Spider, porté par la prestation extraordinaire de Ralph Fiennes en schizophrène sorti de l'asile qui essaie de reconstituer le drame de son enfance, a été entièrement tourné en Angleterre avec des acteurs britanniques. Fiennes est à l'origine du projet. Il voulait tellement ce rôle-là que sa présence à la distribution a convaincu le cinéaste canadien de sauter dans le train. Miranda Richardson y campe trois rôles (la mère, la pute et la patronne d'un foyer d'accueil) pour se métamorphoser littéralement d'un personnage à l'autre. Londres nous est livré dans une pénombre. Pas d'effets spéciaux, une musique lancinante, un rythme lent, et ce jeu intérieur, torturé, de Ralph Fiennes... Étonnant, vraiment, mais pur morceau de style!


«Certains diront que ce film est complètement différent de mon oeuvre habituelle, mais ils ont tort», rétorque Cronenberg en se déclarant un grand incompris. «Les critiques recherchent l'archétype de votre signature alors que chaque film possède son propre langage mais se nourrit des ingrédients qui ont parsemé vos oeuvres précédentes. On m'avait fait les mêmes commentaires à l'époque pour Dead Zone: trop d'émotions, pas assez d'effets spéciaux, etc. Je ne recherche pas une recette mais une écoute. Cela dit, je vois une filiation entre Spider et mon The Fly.»

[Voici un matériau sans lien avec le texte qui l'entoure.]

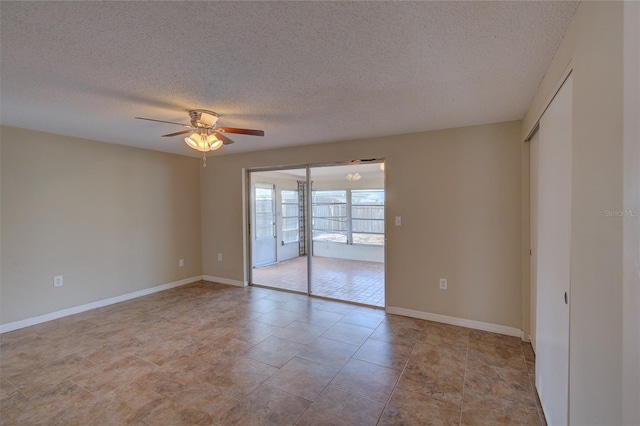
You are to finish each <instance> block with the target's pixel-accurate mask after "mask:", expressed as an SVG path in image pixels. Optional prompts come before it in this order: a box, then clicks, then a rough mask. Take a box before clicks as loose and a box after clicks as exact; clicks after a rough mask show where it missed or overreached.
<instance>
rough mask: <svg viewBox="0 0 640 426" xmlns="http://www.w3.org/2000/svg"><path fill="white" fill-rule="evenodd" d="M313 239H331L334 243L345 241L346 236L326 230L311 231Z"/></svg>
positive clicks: (316, 240) (319, 240) (344, 234)
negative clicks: (322, 230)
mask: <svg viewBox="0 0 640 426" xmlns="http://www.w3.org/2000/svg"><path fill="white" fill-rule="evenodd" d="M313 240H314V241H333V242H336V243H346V242H347V236H346V235H345V234H338V233H332V232H326V231H318V230H314V231H313Z"/></svg>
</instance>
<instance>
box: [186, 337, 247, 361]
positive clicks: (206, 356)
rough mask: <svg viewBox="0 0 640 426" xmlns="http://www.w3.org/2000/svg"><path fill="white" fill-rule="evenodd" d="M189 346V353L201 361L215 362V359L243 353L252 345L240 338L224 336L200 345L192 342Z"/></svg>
mask: <svg viewBox="0 0 640 426" xmlns="http://www.w3.org/2000/svg"><path fill="white" fill-rule="evenodd" d="M192 345H193V346H192V347H190V352H191V355H192V356H193V357H194V358H197V359H199V360H201V361H203V362H208V363H215V362H216V360H218V359H221V358H225V357H232V356H240V355H244V354H245V353H246V352H247V351H248V350H249V349H251V348H252V347H253V346H254V345H253V344H251V343H248V342H245V341H242V340H238V339H235V338H233V337H230V336H225V337H222V338H220V339H217V340H214V341H213V342H211V343H207V344H205V345H202V344H200V343H197V344H192Z"/></svg>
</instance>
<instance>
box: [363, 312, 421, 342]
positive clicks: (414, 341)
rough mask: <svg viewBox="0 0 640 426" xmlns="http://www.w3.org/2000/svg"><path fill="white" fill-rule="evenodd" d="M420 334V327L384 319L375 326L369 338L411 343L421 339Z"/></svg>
mask: <svg viewBox="0 0 640 426" xmlns="http://www.w3.org/2000/svg"><path fill="white" fill-rule="evenodd" d="M387 319H388V318H387ZM421 336H422V327H416V326H414V325H412V324H407V323H402V322H398V321H392V322H387V320H385V321H383V322H382V324H380V325H379V326H378V328H376V330H375V331H374V332H373V334H372V335H371V338H373V339H376V340H383V341H385V342H391V343H404V344H405V345H413V344H415V343H416V342H418V341H419V340H420V339H421Z"/></svg>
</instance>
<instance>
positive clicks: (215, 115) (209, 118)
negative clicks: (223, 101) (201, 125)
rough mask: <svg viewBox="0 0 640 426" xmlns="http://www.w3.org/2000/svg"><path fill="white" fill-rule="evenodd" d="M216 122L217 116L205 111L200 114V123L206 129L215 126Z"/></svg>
mask: <svg viewBox="0 0 640 426" xmlns="http://www.w3.org/2000/svg"><path fill="white" fill-rule="evenodd" d="M217 121H218V116H217V115H213V114H210V113H208V112H205V111H203V112H202V114H200V122H201V123H203V124H204V125H205V126H206V127H207V128H211V127H213V125H214V124H216V122H217Z"/></svg>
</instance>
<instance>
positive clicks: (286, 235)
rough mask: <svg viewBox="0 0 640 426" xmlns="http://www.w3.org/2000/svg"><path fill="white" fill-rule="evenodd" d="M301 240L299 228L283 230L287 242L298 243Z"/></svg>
mask: <svg viewBox="0 0 640 426" xmlns="http://www.w3.org/2000/svg"><path fill="white" fill-rule="evenodd" d="M299 240H300V236H299V233H298V230H297V229H294V230H291V231H282V241H284V243H285V244H287V243H297V242H298V241H299Z"/></svg>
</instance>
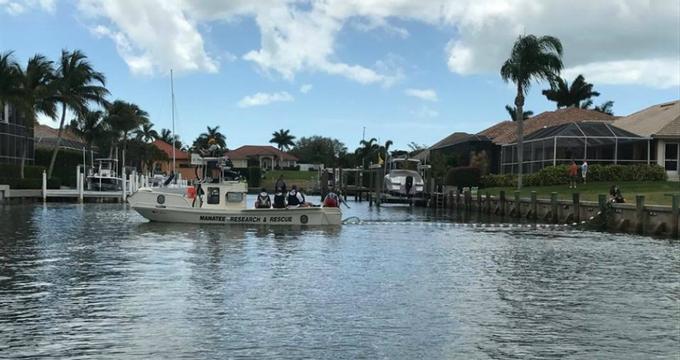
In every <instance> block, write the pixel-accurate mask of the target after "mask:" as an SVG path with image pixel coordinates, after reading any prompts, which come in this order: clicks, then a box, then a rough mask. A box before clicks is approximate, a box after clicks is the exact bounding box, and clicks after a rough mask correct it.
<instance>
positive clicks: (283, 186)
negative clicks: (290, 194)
mask: <svg viewBox="0 0 680 360" xmlns="http://www.w3.org/2000/svg"><path fill="white" fill-rule="evenodd" d="M274 192H277V193H278V192H280V193H282V194H284V195H285V194H286V192H288V187H287V186H286V182H285V181H284V180H283V175H279V178H278V179H277V180H276V184H274Z"/></svg>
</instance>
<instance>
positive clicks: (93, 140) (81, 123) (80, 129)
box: [68, 110, 110, 152]
mask: <svg viewBox="0 0 680 360" xmlns="http://www.w3.org/2000/svg"><path fill="white" fill-rule="evenodd" d="M68 128H69V130H71V132H73V133H74V134H76V135H78V136H79V137H80V138H81V139H83V140H85V143H86V144H87V150H88V152H90V151H92V145H93V144H94V143H95V141H100V142H101V141H102V140H103V139H104V138H107V137H109V136H110V128H109V126H108V124H107V123H106V122H105V121H104V113H103V112H102V111H101V110H96V111H91V110H86V111H85V112H84V113H81V114H79V116H78V117H77V118H76V119H73V120H71V123H70V124H69V126H68Z"/></svg>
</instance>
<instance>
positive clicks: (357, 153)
mask: <svg viewBox="0 0 680 360" xmlns="http://www.w3.org/2000/svg"><path fill="white" fill-rule="evenodd" d="M377 141H378V140H377V139H376V138H370V139H368V140H361V141H360V142H359V145H360V146H359V148H357V149H356V151H355V152H354V153H355V154H356V155H357V157H359V158H361V160H362V162H363V164H364V167H366V158H371V157H372V156H373V155H374V154H375V153H376V152H378V150H379V149H380V146H379V145H378V144H377Z"/></svg>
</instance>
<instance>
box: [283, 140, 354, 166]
mask: <svg viewBox="0 0 680 360" xmlns="http://www.w3.org/2000/svg"><path fill="white" fill-rule="evenodd" d="M290 153H291V154H293V155H295V156H297V157H298V159H300V162H301V163H308V164H324V165H326V166H337V165H338V164H339V160H340V158H341V157H343V156H344V155H345V154H346V153H347V147H346V146H345V144H343V143H342V142H341V141H340V140H338V139H333V138H330V137H323V136H318V135H315V136H310V137H301V138H300V139H299V140H298V141H297V142H296V143H295V147H294V148H293V149H292V150H291V151H290Z"/></svg>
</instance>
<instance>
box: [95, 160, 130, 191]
mask: <svg viewBox="0 0 680 360" xmlns="http://www.w3.org/2000/svg"><path fill="white" fill-rule="evenodd" d="M95 161H96V162H97V166H96V167H93V168H90V169H89V171H88V174H87V189H88V190H95V191H118V190H121V189H122V184H123V179H122V178H120V177H118V175H117V172H116V169H118V159H109V158H101V159H95Z"/></svg>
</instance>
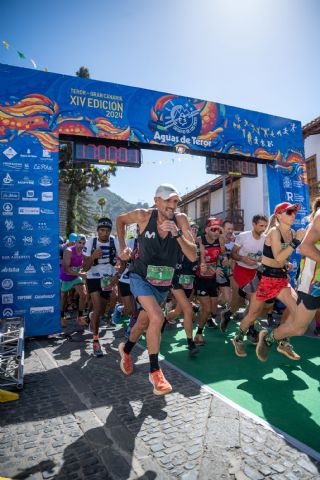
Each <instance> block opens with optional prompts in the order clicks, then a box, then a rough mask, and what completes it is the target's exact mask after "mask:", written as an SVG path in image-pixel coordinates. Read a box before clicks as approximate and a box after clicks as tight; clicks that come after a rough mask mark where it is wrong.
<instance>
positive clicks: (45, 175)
mask: <svg viewBox="0 0 320 480" xmlns="http://www.w3.org/2000/svg"><path fill="white" fill-rule="evenodd" d="M52 184H53V181H52V180H51V178H50V177H48V175H44V176H43V177H41V178H40V180H39V185H41V186H42V187H51V185H52Z"/></svg>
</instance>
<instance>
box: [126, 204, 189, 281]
mask: <svg viewBox="0 0 320 480" xmlns="http://www.w3.org/2000/svg"><path fill="white" fill-rule="evenodd" d="M157 218H158V210H157V209H153V210H152V213H151V216H150V219H149V222H148V225H147V226H146V228H145V229H144V231H143V232H142V233H140V234H139V236H138V245H137V251H136V254H135V255H134V259H133V261H132V263H131V264H130V267H129V272H134V273H137V274H138V275H141V277H144V278H145V277H146V276H147V268H148V265H156V266H166V267H173V268H176V265H177V263H178V262H179V259H180V258H181V256H180V255H181V248H180V245H179V244H178V242H177V240H176V239H175V238H173V237H172V236H171V234H168V235H167V236H166V237H165V238H161V237H160V235H159V233H158V228H157ZM173 221H174V222H175V223H177V222H176V218H175V217H174V218H173ZM158 288H159V290H160V289H161V290H163V289H165V288H164V287H158Z"/></svg>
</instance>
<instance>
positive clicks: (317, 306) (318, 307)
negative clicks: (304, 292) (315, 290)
mask: <svg viewBox="0 0 320 480" xmlns="http://www.w3.org/2000/svg"><path fill="white" fill-rule="evenodd" d="M301 302H302V303H303V305H304V306H305V308H306V309H307V310H318V308H320V297H313V296H312V295H309V294H308V293H304V292H299V290H298V301H297V305H299V304H300V303H301Z"/></svg>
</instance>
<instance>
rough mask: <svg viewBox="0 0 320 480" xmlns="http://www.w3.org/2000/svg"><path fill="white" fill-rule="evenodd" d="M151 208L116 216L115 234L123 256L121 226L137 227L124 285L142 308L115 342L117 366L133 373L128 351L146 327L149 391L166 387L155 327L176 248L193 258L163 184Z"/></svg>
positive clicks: (125, 373)
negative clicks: (142, 309)
mask: <svg viewBox="0 0 320 480" xmlns="http://www.w3.org/2000/svg"><path fill="white" fill-rule="evenodd" d="M154 200H155V206H156V208H154V209H152V208H149V209H137V210H134V211H132V212H129V213H126V214H123V215H120V216H119V217H118V218H117V233H118V240H119V245H120V253H119V257H120V259H121V260H129V258H130V254H131V250H130V249H129V248H128V247H127V246H126V243H125V226H126V225H129V224H132V223H137V224H138V226H139V236H138V248H137V252H136V254H135V256H134V259H133V261H132V262H131V264H130V268H129V277H130V289H131V291H132V293H133V295H134V296H135V298H136V299H137V301H138V302H139V304H140V305H141V307H142V308H143V311H141V312H140V313H139V316H138V320H137V322H136V324H135V325H134V327H133V328H132V330H131V333H130V337H129V339H128V340H127V342H126V343H125V344H124V343H120V345H119V353H120V355H121V362H120V367H121V370H122V371H123V373H125V374H126V375H130V374H131V373H133V364H132V359H131V355H130V353H131V350H132V348H133V347H134V345H135V343H136V342H137V341H138V339H139V338H140V336H141V334H142V333H143V332H144V331H145V330H146V338H147V346H148V352H149V359H150V374H149V380H150V382H151V383H152V385H153V393H154V394H155V395H164V394H166V393H170V392H171V390H172V387H171V385H170V383H169V382H168V381H167V380H166V379H165V377H164V375H163V372H162V370H161V369H160V367H159V361H158V354H159V349H160V339H161V327H162V325H163V322H164V316H163V312H162V310H161V307H160V305H161V304H162V303H163V302H164V301H165V299H166V297H167V294H168V291H169V289H170V287H171V282H172V277H173V273H174V268H175V266H176V264H177V263H178V260H179V258H180V254H181V250H182V252H183V253H184V254H185V255H186V256H187V257H188V258H189V259H190V260H191V261H195V259H196V246H195V244H194V241H193V238H192V235H191V233H190V227H189V223H188V220H187V217H186V215H185V214H182V213H177V212H176V210H177V205H178V202H179V200H180V196H179V194H178V192H177V190H176V188H175V187H174V186H172V185H169V184H162V185H160V186H159V187H158V188H157V190H156V193H155V199H154Z"/></svg>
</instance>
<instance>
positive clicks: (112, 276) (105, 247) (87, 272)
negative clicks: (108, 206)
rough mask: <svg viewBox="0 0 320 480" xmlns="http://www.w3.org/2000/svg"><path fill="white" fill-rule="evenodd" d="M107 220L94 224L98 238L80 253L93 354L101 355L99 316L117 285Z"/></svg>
mask: <svg viewBox="0 0 320 480" xmlns="http://www.w3.org/2000/svg"><path fill="white" fill-rule="evenodd" d="M111 229H112V222H111V220H110V218H107V217H105V218H100V219H99V220H98V224H97V233H98V237H92V238H90V239H89V240H87V243H86V246H85V248H84V249H83V254H84V256H85V259H84V264H83V269H84V271H86V272H87V287H88V292H89V294H90V298H91V300H92V308H93V310H92V312H91V313H90V314H89V318H90V327H91V329H92V332H93V354H94V356H95V357H101V356H102V355H103V353H102V350H101V345H100V342H99V323H100V316H102V315H104V313H105V310H106V306H107V301H108V299H109V298H110V295H111V292H112V287H113V285H114V284H115V283H117V282H118V277H119V274H118V272H117V270H116V269H115V264H116V261H117V251H116V246H115V243H114V237H113V236H112V235H110V234H111Z"/></svg>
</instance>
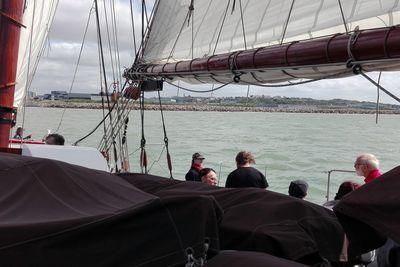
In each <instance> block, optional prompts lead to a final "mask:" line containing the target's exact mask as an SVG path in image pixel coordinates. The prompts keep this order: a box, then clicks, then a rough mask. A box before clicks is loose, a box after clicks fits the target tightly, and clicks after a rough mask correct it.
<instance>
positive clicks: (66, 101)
mask: <svg viewBox="0 0 400 267" xmlns="http://www.w3.org/2000/svg"><path fill="white" fill-rule="evenodd" d="M93 8H94V6H93V5H92V7H91V9H90V10H89V16H88V19H87V22H86V27H85V32H84V34H83V39H82V43H81V48H80V50H79V55H78V60H77V61H76V66H75V71H74V75H73V77H72V82H71V85H70V87H69V91H68V98H67V101H66V102H67V103H68V102H69V95H70V94H71V92H72V88H73V87H74V83H75V78H76V74H77V72H78V66H79V63H80V61H81V56H82V51H83V45H84V44H85V40H86V34H87V32H88V28H89V24H90V17H91V15H92V11H93ZM66 110H67V105H65V107H64V109H63V112H62V114H61V118H60V121H59V123H58V126H57V129H56V132H58V130H60V127H61V124H62V121H63V119H64V114H65V111H66Z"/></svg>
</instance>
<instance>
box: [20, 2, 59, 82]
mask: <svg viewBox="0 0 400 267" xmlns="http://www.w3.org/2000/svg"><path fill="white" fill-rule="evenodd" d="M54 2H56V3H55V4H54ZM57 6H58V1H52V2H51V7H50V9H49V10H56V9H57ZM42 11H43V10H42ZM41 13H42V12H41ZM54 14H55V11H54V12H52V14H50V15H51V16H50V17H48V23H47V25H46V32H47V33H49V31H50V25H52V24H53V20H54ZM46 37H47V40H48V42H49V50H51V47H50V39H49V36H48V35H47V36H46ZM40 43H41V41H40ZM44 51H45V46H42V48H41V49H40V51H39V54H38V56H37V60H36V61H35V64H34V66H33V71H32V72H31V78H30V80H29V82H28V86H27V87H26V88H30V87H31V85H32V81H33V75H34V74H35V73H36V70H37V68H38V65H39V59H40V58H41V57H42V55H43V53H44Z"/></svg>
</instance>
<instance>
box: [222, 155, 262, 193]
mask: <svg viewBox="0 0 400 267" xmlns="http://www.w3.org/2000/svg"><path fill="white" fill-rule="evenodd" d="M253 163H255V160H254V156H253V155H252V154H251V153H250V152H247V151H241V152H239V153H238V154H237V155H236V167H237V169H236V170H234V171H233V172H231V173H230V174H229V175H228V178H227V179H226V183H225V187H231V188H239V187H258V188H267V187H268V182H267V179H266V178H265V176H264V174H262V173H261V172H260V171H258V170H257V169H255V168H253V167H251V166H250V164H253Z"/></svg>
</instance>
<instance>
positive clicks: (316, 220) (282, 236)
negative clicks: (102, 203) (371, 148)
mask: <svg viewBox="0 0 400 267" xmlns="http://www.w3.org/2000/svg"><path fill="white" fill-rule="evenodd" d="M120 176H121V177H123V178H124V179H126V180H127V181H129V182H130V183H132V184H133V185H135V186H136V187H137V188H140V189H141V190H143V191H145V192H148V193H151V194H154V195H157V196H159V197H160V198H161V199H164V198H167V197H170V196H195V195H207V196H213V197H214V198H215V199H216V201H217V203H218V204H219V205H220V206H221V209H222V210H223V211H224V214H223V218H222V221H221V223H220V225H219V229H220V233H219V237H220V246H221V248H222V249H235V250H251V251H262V252H266V253H269V254H272V255H274V256H277V257H281V258H286V259H290V260H296V261H300V262H303V263H308V264H312V263H317V262H318V261H320V260H321V258H320V257H324V258H327V259H329V260H331V261H339V258H340V255H341V251H342V245H343V239H344V232H343V230H342V227H341V225H340V224H339V222H338V221H337V219H336V217H335V216H334V214H333V212H331V211H329V210H327V209H325V208H323V207H321V206H318V205H315V204H313V203H310V202H307V201H303V200H299V199H295V198H292V197H289V196H286V195H282V194H279V193H275V192H271V191H265V190H263V189H255V188H248V189H228V188H219V187H212V186H208V185H206V184H203V183H199V182H182V181H178V180H172V179H166V178H162V177H157V176H152V175H142V174H121V175H120ZM196 212H197V211H196V210H194V211H192V213H191V214H196Z"/></svg>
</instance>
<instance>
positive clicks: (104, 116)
mask: <svg viewBox="0 0 400 267" xmlns="http://www.w3.org/2000/svg"><path fill="white" fill-rule="evenodd" d="M97 40H99V37H98V36H97ZM97 52H98V59H99V74H100V95H101V107H102V111H103V118H104V117H105V114H106V113H105V105H104V88H103V75H102V72H101V60H100V58H101V55H100V44H99V41H97ZM106 131H107V130H106V121H105V120H104V121H103V140H104V141H105V140H106V138H107V137H106Z"/></svg>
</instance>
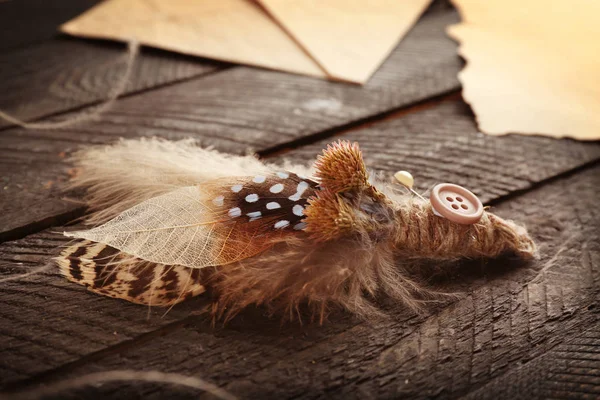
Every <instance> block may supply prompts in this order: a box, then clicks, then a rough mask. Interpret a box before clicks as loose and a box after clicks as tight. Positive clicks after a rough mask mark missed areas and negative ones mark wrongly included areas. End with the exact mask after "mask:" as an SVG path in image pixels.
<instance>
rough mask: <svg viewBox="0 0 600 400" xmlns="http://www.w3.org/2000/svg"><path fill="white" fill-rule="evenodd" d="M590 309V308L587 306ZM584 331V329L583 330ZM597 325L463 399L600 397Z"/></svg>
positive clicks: (599, 371)
mask: <svg viewBox="0 0 600 400" xmlns="http://www.w3.org/2000/svg"><path fill="white" fill-rule="evenodd" d="M590 307H592V306H590ZM586 328H587V327H586ZM599 348H600V324H598V323H596V325H595V326H592V327H591V328H589V329H584V330H583V331H580V332H572V333H571V334H570V335H569V336H568V340H567V341H566V342H565V343H561V344H560V345H558V346H556V347H555V348H554V349H552V350H550V351H549V352H548V353H546V354H545V355H543V356H542V357H539V358H537V359H535V360H532V361H531V362H529V363H527V364H525V365H524V366H517V367H516V368H514V369H513V370H512V371H511V372H509V373H507V374H506V375H504V376H501V377H499V378H498V379H495V380H493V381H492V382H490V383H488V384H487V385H485V386H484V387H483V388H481V389H480V390H477V391H475V392H474V393H471V394H469V395H468V396H465V399H469V400H470V399H473V400H474V399H482V400H487V399H490V400H495V399H499V398H501V399H516V398H527V399H567V398H573V399H575V398H579V399H597V398H600V354H599V353H600V350H598V349H599Z"/></svg>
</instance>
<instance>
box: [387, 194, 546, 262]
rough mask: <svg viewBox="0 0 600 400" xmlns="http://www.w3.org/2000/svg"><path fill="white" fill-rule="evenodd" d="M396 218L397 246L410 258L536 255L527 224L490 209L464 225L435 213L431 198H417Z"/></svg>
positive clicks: (395, 241)
mask: <svg viewBox="0 0 600 400" xmlns="http://www.w3.org/2000/svg"><path fill="white" fill-rule="evenodd" d="M396 222H397V226H398V229H397V231H396V238H395V244H396V246H395V247H396V249H398V251H399V252H400V253H401V254H402V255H403V256H404V257H407V258H427V259H438V260H449V259H454V258H456V259H458V258H463V257H466V258H479V257H489V258H494V257H497V256H499V255H500V254H502V253H505V252H514V253H515V254H517V255H519V256H521V257H523V258H524V259H531V258H533V257H535V255H536V246H535V243H534V242H533V240H532V239H531V237H530V236H529V235H528V234H527V231H526V230H525V228H523V227H521V226H519V225H517V224H515V223H513V222H512V221H507V220H504V219H502V218H500V217H498V216H496V215H494V214H491V213H488V212H484V213H483V216H482V217H481V220H480V221H479V222H477V223H476V224H473V225H460V224H457V223H454V222H451V221H449V220H447V219H445V218H441V217H438V216H437V215H435V214H434V213H433V210H432V209H431V204H430V203H429V202H425V201H422V200H420V199H414V200H412V201H409V202H408V203H407V204H406V205H404V206H403V207H402V208H401V209H400V210H399V211H398V212H397V214H396Z"/></svg>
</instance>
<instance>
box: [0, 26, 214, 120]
mask: <svg viewBox="0 0 600 400" xmlns="http://www.w3.org/2000/svg"><path fill="white" fill-rule="evenodd" d="M126 58H127V49H126V46H124V45H118V44H114V43H104V42H93V41H83V40H77V39H68V38H64V37H61V38H56V39H53V40H50V41H46V42H44V43H42V44H39V45H35V46H30V47H27V48H24V49H20V50H15V51H11V52H5V53H3V54H1V55H0V93H2V96H0V109H1V110H3V111H5V112H7V113H9V114H11V115H12V116H14V117H16V118H19V119H21V120H25V121H29V120H34V119H37V118H40V117H44V116H48V115H51V114H54V113H60V112H64V111H66V110H70V109H75V108H79V107H82V106H86V105H90V104H93V103H97V102H99V101H102V100H104V99H105V98H107V97H108V94H109V92H110V91H111V89H112V88H113V87H115V85H116V84H117V82H118V81H119V80H120V79H121V77H122V76H123V74H124V72H125V60H126ZM219 68H222V66H221V64H218V63H216V62H213V61H207V60H201V59H197V58H191V57H186V56H182V55H177V54H172V53H167V52H163V51H159V50H152V49H146V48H143V49H142V50H141V53H140V55H139V56H138V57H137V59H136V61H135V65H134V69H133V71H132V73H131V80H130V82H129V84H128V85H127V87H126V89H125V93H126V94H131V93H135V92H139V91H143V90H147V89H151V88H155V87H159V86H163V85H166V84H169V83H173V82H177V81H181V80H185V79H189V78H192V77H197V76H200V75H203V74H206V73H209V72H212V71H215V70H216V69H219ZM8 126H10V124H8V123H7V122H5V121H4V120H1V119H0V129H1V128H6V127H8Z"/></svg>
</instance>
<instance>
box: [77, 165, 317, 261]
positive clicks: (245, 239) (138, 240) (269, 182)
mask: <svg viewBox="0 0 600 400" xmlns="http://www.w3.org/2000/svg"><path fill="white" fill-rule="evenodd" d="M317 190H318V184H317V182H315V181H312V180H310V179H306V178H304V177H301V176H299V175H296V174H293V173H284V172H280V173H275V174H270V175H264V176H263V175H257V176H254V177H252V176H250V177H231V178H221V179H216V180H213V181H210V182H205V183H203V184H202V185H197V186H187V187H183V188H180V189H177V190H174V191H172V192H169V193H166V194H164V195H161V196H157V197H154V198H151V199H149V200H146V201H144V202H142V203H140V204H138V205H136V206H134V207H132V208H130V209H128V210H126V211H124V212H123V213H121V214H120V215H118V216H117V217H115V218H114V219H112V220H110V221H108V222H107V223H105V224H103V225H101V226H99V227H96V228H93V229H90V230H86V231H77V232H69V233H66V234H67V235H68V236H71V237H75V238H79V239H85V240H90V241H93V242H99V243H104V244H107V245H109V246H111V247H114V248H116V249H118V250H120V251H122V252H124V253H127V254H129V255H131V256H133V257H136V258H139V259H142V260H145V261H149V262H153V263H159V264H166V265H182V266H185V267H189V268H204V267H208V266H218V265H225V264H230V263H233V262H236V261H240V260H243V259H246V258H248V257H252V256H254V255H256V254H259V253H261V252H263V251H265V250H266V249H267V248H269V247H271V246H272V244H273V242H274V241H276V240H277V239H278V238H280V237H281V236H282V235H288V234H290V233H294V232H297V231H300V230H302V229H304V227H305V225H304V223H303V222H302V220H303V218H304V206H305V205H306V204H307V202H308V199H309V198H310V197H311V196H313V195H314V194H315V192H316V191H317Z"/></svg>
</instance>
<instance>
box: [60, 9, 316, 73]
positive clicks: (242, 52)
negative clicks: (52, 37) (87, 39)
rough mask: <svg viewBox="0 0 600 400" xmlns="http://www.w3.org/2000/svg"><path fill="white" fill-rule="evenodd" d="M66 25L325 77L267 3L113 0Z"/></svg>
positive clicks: (170, 48)
mask: <svg viewBox="0 0 600 400" xmlns="http://www.w3.org/2000/svg"><path fill="white" fill-rule="evenodd" d="M61 30H62V31H63V32H65V33H68V34H70V35H74V36H83V37H91V38H101V39H112V40H118V41H129V40H131V39H135V40H137V41H139V42H140V43H142V44H145V45H148V46H153V47H158V48H161V49H165V50H172V51H176V52H180V53H184V54H190V55H195V56H201V57H207V58H214V59H217V60H223V61H228V62H233V63H240V64H248V65H255V66H259V67H264V68H269V69H275V70H282V71H289V72H294V73H298V74H304V75H310V76H318V77H325V76H326V74H325V73H324V72H323V71H322V70H321V68H320V67H319V66H318V65H317V64H316V63H315V62H314V61H313V60H312V59H311V58H310V57H309V56H308V55H307V54H306V53H305V52H304V51H303V50H302V49H301V48H300V47H299V46H298V45H297V44H296V43H295V42H294V41H293V40H292V39H291V38H290V37H289V36H288V35H287V34H286V33H285V32H284V31H283V30H282V29H281V28H280V27H279V26H278V25H277V23H276V22H274V21H273V20H272V19H271V18H270V17H269V16H268V15H266V14H265V12H264V11H263V10H262V9H261V7H260V6H259V5H257V4H255V3H253V2H251V1H247V0H199V1H192V0H168V1H163V0H107V1H104V2H102V3H100V4H98V5H97V6H95V7H93V8H92V9H90V10H88V11H87V12H85V13H83V14H82V15H80V16H78V17H76V18H75V19H73V20H71V21H69V22H67V23H65V24H63V25H62V26H61Z"/></svg>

Ceux qui ont lu Spider avant de voir le film se sont étonnés hier devant l'absence d'effets spéciaux, araignées et compagnie, pourtant déjà inscrits dans le roman et propres à inspirer le cinéaste de Naked Lunch. «Dans la première version du scénario de Patrick McGrath, les hallucinations du héros et le sang surgissant de partout étaient présents, rétorque Cronenberg. Mon travail a été un travail de soustraction. Je me suis demandé: pourquoi ne pas rendre ces effets à travers le jeu des acteurs?»


S'avouant inspiré par la pureté d'expression de Samuel Beckett mais aussi par Kafka et son univers de métamorphoses, Cronenberg a voulu faire acte de création plutôt qu'oeuvre clinique sur les symptômes de la schizophrénie, même si McGrath, au départ, fit des recherches pour demeurer collé aux manifestations particulières de cette maladie mentale. «C'est un univers très freudien que celui de Spider. On est toujours traumatisé quand on découvre, comme le personnage dans son enfance, la sexualité de ses parents. Ce trouble constitue le pivot du film.»


David Cronenberg se déclare cinéaste purement canadien, voire purement ontarien et purement torontois. «Mais comment vivre dans ce siècle sans être aussi entièrement international?, demande-t-il. Les nouvelles technologies, les médias nous entraînent dans toutes les directions. Le fait que mon film se déroule en Angleterre ne le rend pas moins canadien pour autant. Je suis de chez moi et de partout.» Il est un peu de Cannes aussi. Et la Croisette adore chouchouter ses enfants terribles. Porté par les fracas de sa trajectoire cannoise, Cronenberg a gagné ici le statut de légende. Il en rit. Il est heureux de revenir, et tous les journalistes se ruent sur lui. Ce festival adore qu'on lui brasse la cage, tout compte fait.